I have the below code, using which I can calculate the volume-weighted average price by three lines of Pandas code.
import numpy as np
import pandas as pd
from pandas.io.data import DataReader
import datetime as dt
df = DataReader(['AAPL'], 'yahoo', dt.datetime(2013, 12, 30), dt.datetime(2014, 12, 30))
df['Cum_Vol'] = df['Volume'].cumsum()
df['Cum_Vol_Price'] = (df['Volume'] * (df['High'] + df['Low'] + df['Close'] ) /3).cumsum()
df['VWAP'] = df['Cum_Vol_Price'] / df['Cum_Vol']
I am trying to find a way to code this without using cumsum()

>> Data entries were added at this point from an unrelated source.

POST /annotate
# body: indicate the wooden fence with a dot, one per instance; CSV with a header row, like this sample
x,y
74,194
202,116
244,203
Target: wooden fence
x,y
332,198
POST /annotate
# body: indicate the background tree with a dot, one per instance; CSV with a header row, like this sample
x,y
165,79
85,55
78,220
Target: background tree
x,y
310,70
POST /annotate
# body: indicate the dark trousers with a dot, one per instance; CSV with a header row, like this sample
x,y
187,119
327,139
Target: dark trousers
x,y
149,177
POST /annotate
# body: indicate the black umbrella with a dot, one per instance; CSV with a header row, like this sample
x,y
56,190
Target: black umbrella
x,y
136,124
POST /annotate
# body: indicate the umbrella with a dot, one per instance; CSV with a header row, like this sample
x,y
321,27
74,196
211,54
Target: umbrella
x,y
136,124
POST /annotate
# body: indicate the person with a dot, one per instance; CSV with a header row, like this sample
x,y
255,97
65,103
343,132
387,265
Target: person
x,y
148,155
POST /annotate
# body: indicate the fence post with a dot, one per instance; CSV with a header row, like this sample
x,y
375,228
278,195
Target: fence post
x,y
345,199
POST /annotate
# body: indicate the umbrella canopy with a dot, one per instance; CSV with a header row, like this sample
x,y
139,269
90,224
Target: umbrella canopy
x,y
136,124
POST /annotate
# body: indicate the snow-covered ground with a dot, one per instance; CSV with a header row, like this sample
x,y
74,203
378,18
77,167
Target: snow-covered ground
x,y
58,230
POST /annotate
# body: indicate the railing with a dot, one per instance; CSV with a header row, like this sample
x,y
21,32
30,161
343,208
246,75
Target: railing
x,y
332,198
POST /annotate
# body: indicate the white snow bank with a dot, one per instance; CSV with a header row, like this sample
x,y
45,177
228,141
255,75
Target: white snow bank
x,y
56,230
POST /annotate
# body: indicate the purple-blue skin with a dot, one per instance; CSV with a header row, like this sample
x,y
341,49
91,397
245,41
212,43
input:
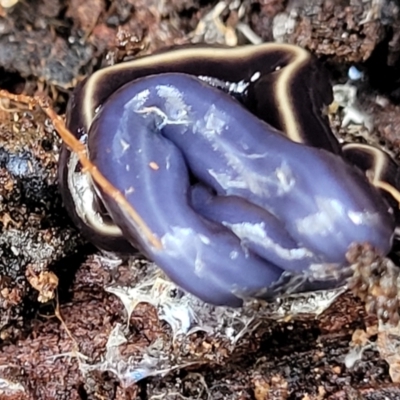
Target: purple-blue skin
x,y
257,229
149,130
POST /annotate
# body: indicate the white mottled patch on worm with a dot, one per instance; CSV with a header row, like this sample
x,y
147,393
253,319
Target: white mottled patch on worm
x,y
213,123
194,243
176,108
256,233
323,221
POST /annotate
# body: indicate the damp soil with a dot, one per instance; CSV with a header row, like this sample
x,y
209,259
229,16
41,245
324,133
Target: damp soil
x,y
56,314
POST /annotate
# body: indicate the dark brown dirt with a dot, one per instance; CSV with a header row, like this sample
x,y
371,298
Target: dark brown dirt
x,y
57,307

as an exercise. I am trying to find a solution which gives the VWAP
column in one pass. I have tried the below line, using .apply()

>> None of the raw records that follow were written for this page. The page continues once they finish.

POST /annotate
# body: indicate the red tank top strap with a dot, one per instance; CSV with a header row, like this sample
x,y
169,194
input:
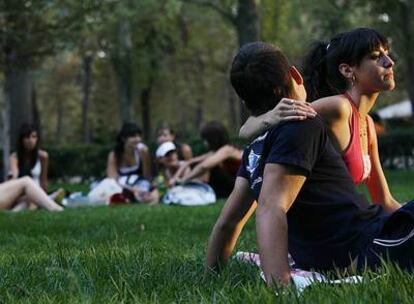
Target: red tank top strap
x,y
352,155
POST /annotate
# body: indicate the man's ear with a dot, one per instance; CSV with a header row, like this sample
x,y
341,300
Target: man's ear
x,y
297,77
346,70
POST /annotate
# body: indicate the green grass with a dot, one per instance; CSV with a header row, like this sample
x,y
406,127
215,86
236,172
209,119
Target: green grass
x,y
141,254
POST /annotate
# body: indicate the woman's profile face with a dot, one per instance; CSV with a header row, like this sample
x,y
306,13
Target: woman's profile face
x,y
132,141
165,135
375,72
30,141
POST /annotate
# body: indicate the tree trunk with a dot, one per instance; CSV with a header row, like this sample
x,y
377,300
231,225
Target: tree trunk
x,y
233,100
125,71
59,120
36,112
407,44
20,96
248,21
6,128
248,30
87,63
146,112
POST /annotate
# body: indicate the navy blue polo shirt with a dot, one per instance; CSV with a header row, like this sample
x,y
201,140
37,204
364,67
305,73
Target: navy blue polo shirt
x,y
329,222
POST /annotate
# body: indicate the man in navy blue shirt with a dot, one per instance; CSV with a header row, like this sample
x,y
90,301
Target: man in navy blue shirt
x,y
307,203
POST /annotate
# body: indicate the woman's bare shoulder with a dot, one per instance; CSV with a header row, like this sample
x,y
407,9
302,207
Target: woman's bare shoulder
x,y
43,154
333,107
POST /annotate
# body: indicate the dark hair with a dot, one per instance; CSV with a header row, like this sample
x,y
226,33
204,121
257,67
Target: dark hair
x,y
26,159
260,76
215,134
320,66
128,129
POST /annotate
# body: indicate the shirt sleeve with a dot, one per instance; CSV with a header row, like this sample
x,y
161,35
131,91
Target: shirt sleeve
x,y
297,143
243,167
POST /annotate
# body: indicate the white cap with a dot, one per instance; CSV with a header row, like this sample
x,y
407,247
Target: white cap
x,y
164,148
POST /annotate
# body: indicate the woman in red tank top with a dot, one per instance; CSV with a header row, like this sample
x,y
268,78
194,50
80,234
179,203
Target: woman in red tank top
x,y
358,66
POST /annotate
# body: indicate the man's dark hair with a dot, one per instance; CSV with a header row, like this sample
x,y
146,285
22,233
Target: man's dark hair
x,y
215,134
260,76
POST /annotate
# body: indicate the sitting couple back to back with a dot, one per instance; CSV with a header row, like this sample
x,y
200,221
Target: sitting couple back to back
x,y
292,173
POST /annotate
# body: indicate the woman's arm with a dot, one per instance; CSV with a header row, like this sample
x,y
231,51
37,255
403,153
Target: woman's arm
x,y
208,163
186,151
44,164
285,110
377,183
111,166
14,166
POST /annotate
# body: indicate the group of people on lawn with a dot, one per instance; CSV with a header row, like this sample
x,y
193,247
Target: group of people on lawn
x,y
129,165
303,162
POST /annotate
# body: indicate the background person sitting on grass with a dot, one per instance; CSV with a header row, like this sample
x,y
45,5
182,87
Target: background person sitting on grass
x,y
166,134
219,166
29,160
24,189
171,167
130,164
307,202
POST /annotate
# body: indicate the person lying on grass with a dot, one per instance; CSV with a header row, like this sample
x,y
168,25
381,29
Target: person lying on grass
x,y
25,189
307,203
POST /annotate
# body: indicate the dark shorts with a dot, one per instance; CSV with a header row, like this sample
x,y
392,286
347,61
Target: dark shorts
x,y
394,243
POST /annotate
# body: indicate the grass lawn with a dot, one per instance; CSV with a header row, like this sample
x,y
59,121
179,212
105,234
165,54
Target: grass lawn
x,y
140,254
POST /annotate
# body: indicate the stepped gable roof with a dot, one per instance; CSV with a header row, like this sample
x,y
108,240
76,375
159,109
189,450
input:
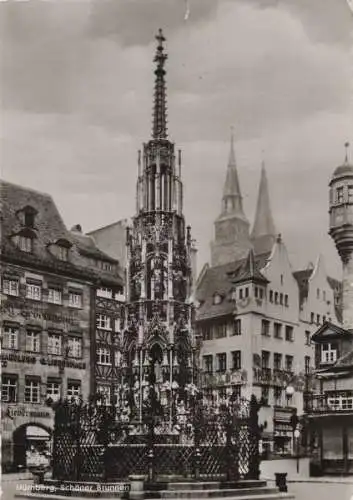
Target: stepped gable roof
x,y
88,247
220,280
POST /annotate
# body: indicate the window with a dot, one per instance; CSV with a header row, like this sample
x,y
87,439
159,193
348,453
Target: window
x,y
104,392
289,333
265,359
33,291
62,253
25,243
29,217
307,337
208,363
307,364
75,347
340,402
103,356
10,337
339,195
103,322
220,330
289,363
10,286
328,353
350,194
277,330
53,390
33,341
278,395
236,360
75,299
9,388
32,390
73,390
217,299
277,361
265,327
54,344
222,362
54,296
106,293
265,394
237,327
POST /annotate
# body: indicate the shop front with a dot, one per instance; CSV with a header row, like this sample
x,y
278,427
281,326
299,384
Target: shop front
x,y
26,436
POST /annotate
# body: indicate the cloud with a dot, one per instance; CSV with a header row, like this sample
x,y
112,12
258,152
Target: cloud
x,y
77,98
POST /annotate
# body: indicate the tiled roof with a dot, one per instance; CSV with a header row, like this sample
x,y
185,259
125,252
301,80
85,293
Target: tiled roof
x,y
220,280
329,329
249,271
48,229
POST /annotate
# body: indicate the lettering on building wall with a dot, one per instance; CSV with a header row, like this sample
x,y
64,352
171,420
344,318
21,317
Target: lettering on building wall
x,y
34,313
22,411
24,358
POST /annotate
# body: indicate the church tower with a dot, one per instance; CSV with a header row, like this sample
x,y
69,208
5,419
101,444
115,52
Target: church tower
x,y
158,342
263,235
231,241
341,230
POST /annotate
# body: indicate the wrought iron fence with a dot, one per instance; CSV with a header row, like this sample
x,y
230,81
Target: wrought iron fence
x,y
95,442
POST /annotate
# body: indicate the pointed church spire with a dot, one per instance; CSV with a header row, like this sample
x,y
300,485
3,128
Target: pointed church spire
x,y
232,202
160,106
264,232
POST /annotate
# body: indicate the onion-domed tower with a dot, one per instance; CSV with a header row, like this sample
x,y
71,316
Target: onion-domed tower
x,y
158,342
341,230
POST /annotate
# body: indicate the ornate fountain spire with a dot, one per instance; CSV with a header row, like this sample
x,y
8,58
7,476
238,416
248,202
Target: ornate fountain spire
x,y
160,107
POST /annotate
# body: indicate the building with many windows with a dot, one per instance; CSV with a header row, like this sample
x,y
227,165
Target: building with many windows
x,y
256,315
50,279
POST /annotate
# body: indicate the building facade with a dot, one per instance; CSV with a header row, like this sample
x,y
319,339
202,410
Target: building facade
x,y
330,409
256,318
48,308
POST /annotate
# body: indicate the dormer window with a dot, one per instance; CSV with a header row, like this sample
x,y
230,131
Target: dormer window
x,y
25,244
60,249
27,216
217,298
328,353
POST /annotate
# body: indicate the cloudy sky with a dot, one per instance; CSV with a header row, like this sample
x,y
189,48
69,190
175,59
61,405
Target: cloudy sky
x,y
76,90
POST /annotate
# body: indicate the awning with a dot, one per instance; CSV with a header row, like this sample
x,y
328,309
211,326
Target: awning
x,y
35,432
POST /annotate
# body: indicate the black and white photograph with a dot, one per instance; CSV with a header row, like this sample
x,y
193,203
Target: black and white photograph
x,y
176,242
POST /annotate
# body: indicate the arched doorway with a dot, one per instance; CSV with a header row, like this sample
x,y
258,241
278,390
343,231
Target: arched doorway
x,y
32,445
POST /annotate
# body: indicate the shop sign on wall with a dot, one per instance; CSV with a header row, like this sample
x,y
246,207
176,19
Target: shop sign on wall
x,y
12,412
30,312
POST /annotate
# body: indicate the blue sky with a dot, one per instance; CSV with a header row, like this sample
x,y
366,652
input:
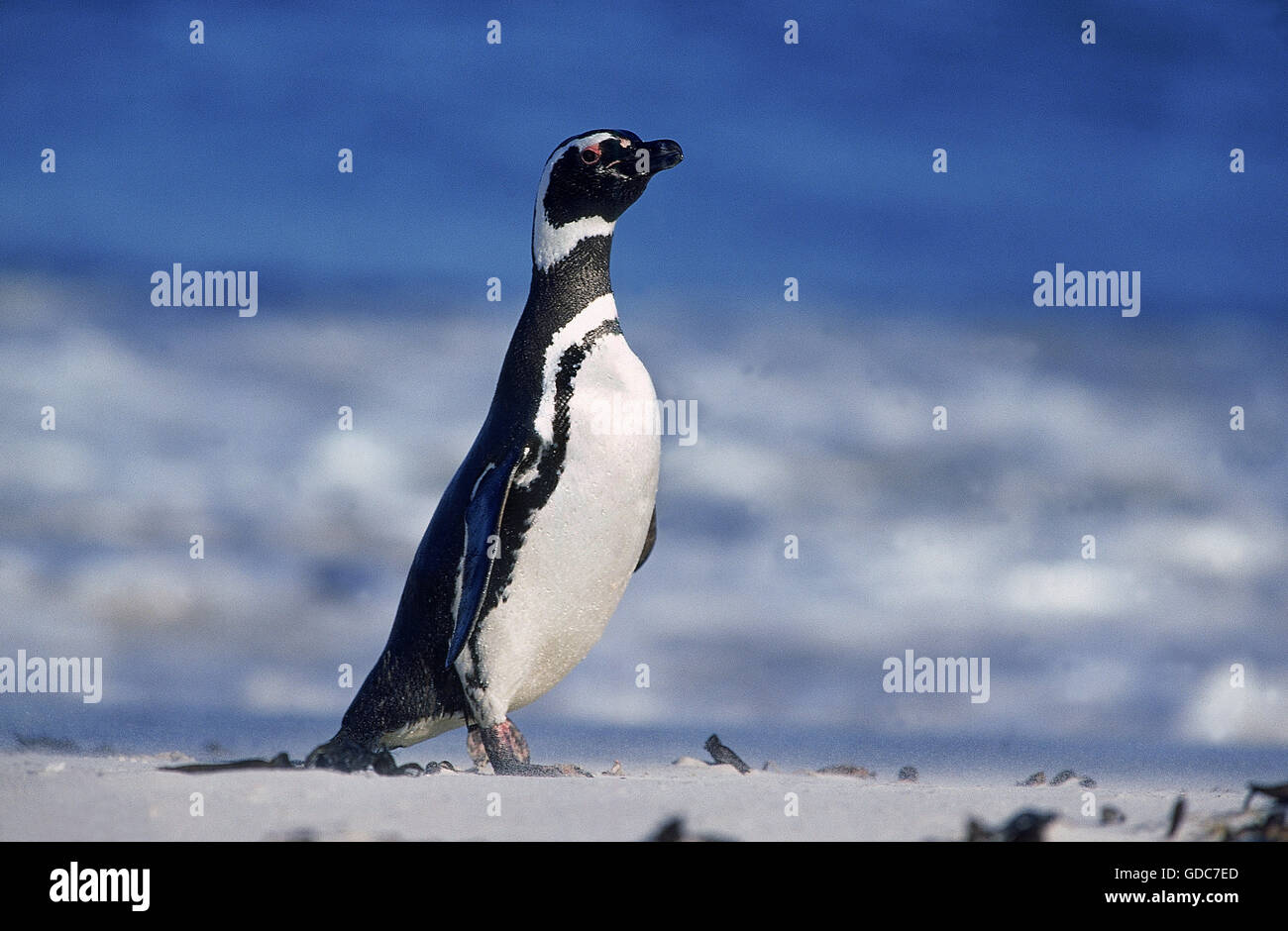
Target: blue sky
x,y
810,161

. The logic is there, but the issue is I am not able to store values in row n in order to use in row (n+1). How do you approach this in pandas
- just use an external tuplet or dictionary for temporary storage of cumulative values?
df['Cum_Vol']= np.nan
df['Cum_Vol_Price'] = np.nan
# calculate running cumulatives by apply - assume df row index is 0 to N
df['Cum_Vol'] = df.apply(lambda x: df.iloc[x.name-1]['Cum_Vol'] + x['Volume'] if int(x.name)>0 else x['Volume'], axis=1)
Is there a one-pass solution to the above problem?
EDIT:
My main motivation is to understand what is happening under the hood. So, it is mainly for exercise than any valid reason. I believe each cumsum on a Series of size N has time complexity N (?). So I was wondering, instead of running two separate cumsum's, can we calculate both in one pass - along the lines of this. Very happy to accept an answer to this - rather than working code.